OPM has proposed to amend its regulations governing recruitment and selection through competitive examination in order to clarify the distinctions between, on one hand, objections and pass, and on the other, suitability determinations.
Merit Systems Protection Board decisions from 2000 and 2001 erased the distinction between the two regulatory schemes to some extent, OPM noted.
In a notice in the September 2 Federal Register, OPM proposed to revise these regulations to clarify that neither an agency’s objections nor its pass over requests constitute suitability actions and that decisions on these objections or pass over requests similarly are not suitability actions.
It clarified that an objection is a request to remove a candidate from consideration on a particular certificate, and a pass-over request is an objection filed against a preference eligible that results in the selection of a non-preference eligible.

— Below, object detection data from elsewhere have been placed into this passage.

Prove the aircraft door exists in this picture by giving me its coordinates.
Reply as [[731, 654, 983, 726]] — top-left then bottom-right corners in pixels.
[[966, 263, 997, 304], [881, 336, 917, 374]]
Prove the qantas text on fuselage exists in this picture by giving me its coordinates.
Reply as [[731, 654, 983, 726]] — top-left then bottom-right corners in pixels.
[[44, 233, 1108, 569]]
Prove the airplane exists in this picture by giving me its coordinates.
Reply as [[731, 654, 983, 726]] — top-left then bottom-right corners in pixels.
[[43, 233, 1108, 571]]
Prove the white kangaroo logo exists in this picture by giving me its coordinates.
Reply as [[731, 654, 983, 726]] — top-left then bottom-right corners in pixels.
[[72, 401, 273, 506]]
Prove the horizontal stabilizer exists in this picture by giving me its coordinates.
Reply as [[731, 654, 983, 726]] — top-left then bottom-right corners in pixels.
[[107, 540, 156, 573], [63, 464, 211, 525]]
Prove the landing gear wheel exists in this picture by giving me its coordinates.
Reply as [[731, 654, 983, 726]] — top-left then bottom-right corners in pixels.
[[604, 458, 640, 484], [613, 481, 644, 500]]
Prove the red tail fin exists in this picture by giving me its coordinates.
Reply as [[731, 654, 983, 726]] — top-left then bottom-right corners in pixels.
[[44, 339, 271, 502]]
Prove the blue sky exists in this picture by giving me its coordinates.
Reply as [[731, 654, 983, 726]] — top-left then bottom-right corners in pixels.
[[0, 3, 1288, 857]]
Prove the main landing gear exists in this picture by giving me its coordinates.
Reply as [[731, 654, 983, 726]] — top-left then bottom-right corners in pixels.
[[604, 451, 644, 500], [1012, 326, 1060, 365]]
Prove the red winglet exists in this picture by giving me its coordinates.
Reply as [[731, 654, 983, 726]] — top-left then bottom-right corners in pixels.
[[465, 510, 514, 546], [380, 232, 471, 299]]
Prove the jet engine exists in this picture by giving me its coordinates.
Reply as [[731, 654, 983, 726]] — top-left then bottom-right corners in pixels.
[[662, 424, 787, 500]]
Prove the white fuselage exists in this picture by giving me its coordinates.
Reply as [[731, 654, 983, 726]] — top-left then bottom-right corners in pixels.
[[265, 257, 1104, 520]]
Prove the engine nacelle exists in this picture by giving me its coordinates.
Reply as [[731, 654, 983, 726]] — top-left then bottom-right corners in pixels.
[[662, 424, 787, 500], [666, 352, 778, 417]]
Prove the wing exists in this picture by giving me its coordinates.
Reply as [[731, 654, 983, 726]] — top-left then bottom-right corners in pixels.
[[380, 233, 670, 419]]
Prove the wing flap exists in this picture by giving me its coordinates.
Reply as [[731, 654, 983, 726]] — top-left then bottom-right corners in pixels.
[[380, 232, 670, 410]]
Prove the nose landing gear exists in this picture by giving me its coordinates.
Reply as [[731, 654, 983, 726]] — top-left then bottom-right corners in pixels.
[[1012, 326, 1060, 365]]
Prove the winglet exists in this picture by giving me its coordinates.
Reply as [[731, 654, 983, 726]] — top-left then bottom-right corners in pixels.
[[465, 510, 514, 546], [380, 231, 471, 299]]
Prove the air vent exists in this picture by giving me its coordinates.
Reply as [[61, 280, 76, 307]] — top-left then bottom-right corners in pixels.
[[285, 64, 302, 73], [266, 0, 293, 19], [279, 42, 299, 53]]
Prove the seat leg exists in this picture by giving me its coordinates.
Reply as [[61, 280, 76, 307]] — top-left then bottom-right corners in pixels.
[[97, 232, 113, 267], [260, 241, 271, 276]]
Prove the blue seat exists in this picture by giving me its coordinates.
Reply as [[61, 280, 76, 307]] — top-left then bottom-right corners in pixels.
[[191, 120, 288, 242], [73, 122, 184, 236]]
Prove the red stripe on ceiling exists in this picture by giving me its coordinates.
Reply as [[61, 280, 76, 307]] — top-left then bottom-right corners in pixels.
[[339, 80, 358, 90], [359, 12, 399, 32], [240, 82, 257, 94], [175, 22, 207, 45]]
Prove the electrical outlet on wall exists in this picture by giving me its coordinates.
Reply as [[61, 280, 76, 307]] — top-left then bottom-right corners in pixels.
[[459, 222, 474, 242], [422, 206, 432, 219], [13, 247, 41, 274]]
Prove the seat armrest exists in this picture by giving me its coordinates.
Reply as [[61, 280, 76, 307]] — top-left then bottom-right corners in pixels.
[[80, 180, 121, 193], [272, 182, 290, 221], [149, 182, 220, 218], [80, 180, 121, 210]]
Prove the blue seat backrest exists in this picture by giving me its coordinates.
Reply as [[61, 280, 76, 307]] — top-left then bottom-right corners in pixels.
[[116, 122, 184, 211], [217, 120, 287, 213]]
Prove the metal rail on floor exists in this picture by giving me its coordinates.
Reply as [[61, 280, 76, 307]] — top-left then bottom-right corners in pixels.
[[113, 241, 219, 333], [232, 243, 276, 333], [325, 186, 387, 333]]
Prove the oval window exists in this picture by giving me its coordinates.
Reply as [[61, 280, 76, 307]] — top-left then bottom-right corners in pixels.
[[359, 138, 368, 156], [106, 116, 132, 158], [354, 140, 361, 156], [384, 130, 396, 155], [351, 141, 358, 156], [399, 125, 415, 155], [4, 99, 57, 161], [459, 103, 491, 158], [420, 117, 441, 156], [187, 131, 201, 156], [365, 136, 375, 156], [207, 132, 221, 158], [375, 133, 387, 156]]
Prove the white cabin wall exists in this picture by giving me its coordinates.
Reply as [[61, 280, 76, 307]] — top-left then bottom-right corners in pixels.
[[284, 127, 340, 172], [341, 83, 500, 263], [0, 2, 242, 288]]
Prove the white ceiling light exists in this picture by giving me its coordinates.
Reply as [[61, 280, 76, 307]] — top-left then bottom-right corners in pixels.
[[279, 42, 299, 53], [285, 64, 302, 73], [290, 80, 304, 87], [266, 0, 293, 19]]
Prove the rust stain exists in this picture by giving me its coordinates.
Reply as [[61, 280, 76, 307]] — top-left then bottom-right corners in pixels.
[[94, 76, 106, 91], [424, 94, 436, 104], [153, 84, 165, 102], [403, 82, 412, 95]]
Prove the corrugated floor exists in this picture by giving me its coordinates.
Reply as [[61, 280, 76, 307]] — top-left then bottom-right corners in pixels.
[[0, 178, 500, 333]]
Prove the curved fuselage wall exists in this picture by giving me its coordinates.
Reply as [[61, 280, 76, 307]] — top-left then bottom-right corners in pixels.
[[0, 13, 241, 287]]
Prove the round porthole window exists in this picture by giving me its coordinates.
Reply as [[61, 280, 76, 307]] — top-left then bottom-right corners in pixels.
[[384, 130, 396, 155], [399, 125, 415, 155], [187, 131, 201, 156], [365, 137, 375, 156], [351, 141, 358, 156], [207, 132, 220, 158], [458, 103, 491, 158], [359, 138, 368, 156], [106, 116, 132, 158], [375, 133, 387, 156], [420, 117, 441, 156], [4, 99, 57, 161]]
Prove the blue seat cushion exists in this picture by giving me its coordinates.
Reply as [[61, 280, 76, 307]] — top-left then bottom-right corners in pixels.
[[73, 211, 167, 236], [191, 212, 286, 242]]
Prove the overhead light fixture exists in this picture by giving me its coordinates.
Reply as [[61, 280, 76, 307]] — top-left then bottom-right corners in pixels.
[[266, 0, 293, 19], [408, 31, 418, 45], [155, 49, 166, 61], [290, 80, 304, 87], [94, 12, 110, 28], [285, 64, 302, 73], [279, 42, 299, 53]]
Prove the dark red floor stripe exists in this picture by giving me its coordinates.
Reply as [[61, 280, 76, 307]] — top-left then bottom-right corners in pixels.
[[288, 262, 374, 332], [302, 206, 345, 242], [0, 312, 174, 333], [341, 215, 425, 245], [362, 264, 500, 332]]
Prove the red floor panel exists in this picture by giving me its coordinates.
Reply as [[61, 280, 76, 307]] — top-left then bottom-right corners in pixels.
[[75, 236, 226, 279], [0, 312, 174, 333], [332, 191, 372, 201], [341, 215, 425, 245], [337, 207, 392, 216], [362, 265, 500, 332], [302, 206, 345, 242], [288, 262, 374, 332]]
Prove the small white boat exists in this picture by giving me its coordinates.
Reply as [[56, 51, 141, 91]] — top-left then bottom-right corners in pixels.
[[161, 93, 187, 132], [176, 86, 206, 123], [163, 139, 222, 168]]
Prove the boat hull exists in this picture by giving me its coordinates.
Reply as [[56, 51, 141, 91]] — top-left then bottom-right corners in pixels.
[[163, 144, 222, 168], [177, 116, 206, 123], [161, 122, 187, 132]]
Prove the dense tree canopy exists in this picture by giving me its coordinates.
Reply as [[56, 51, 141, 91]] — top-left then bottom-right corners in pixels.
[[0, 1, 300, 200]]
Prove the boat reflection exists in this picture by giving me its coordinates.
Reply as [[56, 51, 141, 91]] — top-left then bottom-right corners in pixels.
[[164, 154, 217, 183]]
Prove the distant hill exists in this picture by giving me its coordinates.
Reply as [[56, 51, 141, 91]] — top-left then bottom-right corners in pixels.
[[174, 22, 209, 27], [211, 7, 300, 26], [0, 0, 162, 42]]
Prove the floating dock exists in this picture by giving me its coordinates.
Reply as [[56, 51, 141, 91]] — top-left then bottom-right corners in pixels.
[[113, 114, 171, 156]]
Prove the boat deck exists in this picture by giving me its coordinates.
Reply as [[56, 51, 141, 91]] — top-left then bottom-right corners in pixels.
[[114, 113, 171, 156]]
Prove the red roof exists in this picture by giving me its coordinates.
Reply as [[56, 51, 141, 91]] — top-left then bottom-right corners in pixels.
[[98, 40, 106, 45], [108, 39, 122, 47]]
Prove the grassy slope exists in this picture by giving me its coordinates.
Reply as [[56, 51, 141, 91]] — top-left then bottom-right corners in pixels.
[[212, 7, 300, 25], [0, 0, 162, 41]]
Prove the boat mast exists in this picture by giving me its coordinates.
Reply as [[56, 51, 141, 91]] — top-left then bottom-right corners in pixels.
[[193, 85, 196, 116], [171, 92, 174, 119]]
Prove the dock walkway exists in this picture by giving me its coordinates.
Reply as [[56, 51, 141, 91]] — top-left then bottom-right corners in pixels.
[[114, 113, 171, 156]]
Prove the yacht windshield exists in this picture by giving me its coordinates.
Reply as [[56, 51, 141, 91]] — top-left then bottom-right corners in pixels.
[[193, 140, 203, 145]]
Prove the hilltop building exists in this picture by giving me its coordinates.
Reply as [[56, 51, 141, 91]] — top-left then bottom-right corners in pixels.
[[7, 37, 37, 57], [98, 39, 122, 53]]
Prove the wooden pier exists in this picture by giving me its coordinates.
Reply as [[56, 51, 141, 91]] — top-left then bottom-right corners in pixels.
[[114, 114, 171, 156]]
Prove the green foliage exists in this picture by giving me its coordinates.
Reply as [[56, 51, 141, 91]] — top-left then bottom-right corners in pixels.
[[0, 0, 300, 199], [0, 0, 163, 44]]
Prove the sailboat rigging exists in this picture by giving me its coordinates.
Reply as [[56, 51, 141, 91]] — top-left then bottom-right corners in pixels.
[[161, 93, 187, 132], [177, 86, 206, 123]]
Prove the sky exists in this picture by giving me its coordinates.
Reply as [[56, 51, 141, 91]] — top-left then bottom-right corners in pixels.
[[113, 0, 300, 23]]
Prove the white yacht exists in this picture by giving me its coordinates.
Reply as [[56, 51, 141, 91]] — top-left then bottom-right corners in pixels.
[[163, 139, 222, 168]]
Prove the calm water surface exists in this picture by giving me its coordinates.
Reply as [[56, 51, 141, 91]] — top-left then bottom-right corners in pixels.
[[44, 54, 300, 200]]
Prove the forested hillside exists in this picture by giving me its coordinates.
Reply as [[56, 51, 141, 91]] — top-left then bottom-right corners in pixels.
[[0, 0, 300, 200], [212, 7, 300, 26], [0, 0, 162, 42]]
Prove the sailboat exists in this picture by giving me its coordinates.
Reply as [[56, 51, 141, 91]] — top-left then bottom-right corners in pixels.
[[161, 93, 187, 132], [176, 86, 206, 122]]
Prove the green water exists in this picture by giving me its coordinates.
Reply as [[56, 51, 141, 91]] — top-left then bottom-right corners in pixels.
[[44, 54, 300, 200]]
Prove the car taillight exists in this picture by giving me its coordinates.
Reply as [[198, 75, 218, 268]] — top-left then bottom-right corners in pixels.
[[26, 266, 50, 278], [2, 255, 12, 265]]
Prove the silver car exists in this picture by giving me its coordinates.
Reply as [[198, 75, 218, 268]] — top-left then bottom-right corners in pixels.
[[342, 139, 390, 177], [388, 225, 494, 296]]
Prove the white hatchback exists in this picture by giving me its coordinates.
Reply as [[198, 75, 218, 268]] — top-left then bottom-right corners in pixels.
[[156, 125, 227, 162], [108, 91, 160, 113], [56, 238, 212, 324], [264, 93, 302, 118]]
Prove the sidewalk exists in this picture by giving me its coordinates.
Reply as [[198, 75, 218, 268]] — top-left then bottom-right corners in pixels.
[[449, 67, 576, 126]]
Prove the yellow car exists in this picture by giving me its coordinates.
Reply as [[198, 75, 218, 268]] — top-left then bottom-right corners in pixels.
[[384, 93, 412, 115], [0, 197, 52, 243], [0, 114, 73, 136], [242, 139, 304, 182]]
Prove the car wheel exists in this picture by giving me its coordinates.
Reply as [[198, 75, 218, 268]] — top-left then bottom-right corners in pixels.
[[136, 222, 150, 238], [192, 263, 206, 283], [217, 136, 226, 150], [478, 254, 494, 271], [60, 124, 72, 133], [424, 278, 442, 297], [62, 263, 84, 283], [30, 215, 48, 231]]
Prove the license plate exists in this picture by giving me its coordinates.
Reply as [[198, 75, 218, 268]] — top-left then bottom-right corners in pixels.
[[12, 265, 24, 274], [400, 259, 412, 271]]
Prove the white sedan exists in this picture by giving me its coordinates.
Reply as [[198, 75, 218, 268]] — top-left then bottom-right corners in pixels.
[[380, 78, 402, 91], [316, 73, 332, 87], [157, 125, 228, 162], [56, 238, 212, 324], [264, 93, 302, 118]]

OPM said it has the authority to rule on any objection or pass over request filed by a federal agency seeking to fill vacancies for such positions.
In recent years, OPM has delegated examining authority to federal agencies to adjudicate most objections and pass-over requests.
Although the statutory schemes related to suitability determinations and pass-overs or objections are separate and distinct from each other, OPM said it has, in the recent past, unintentionally mingled the two, possibly giving rise to the impression that the pass-over regulations and the suitability regulations were interconnected in some way.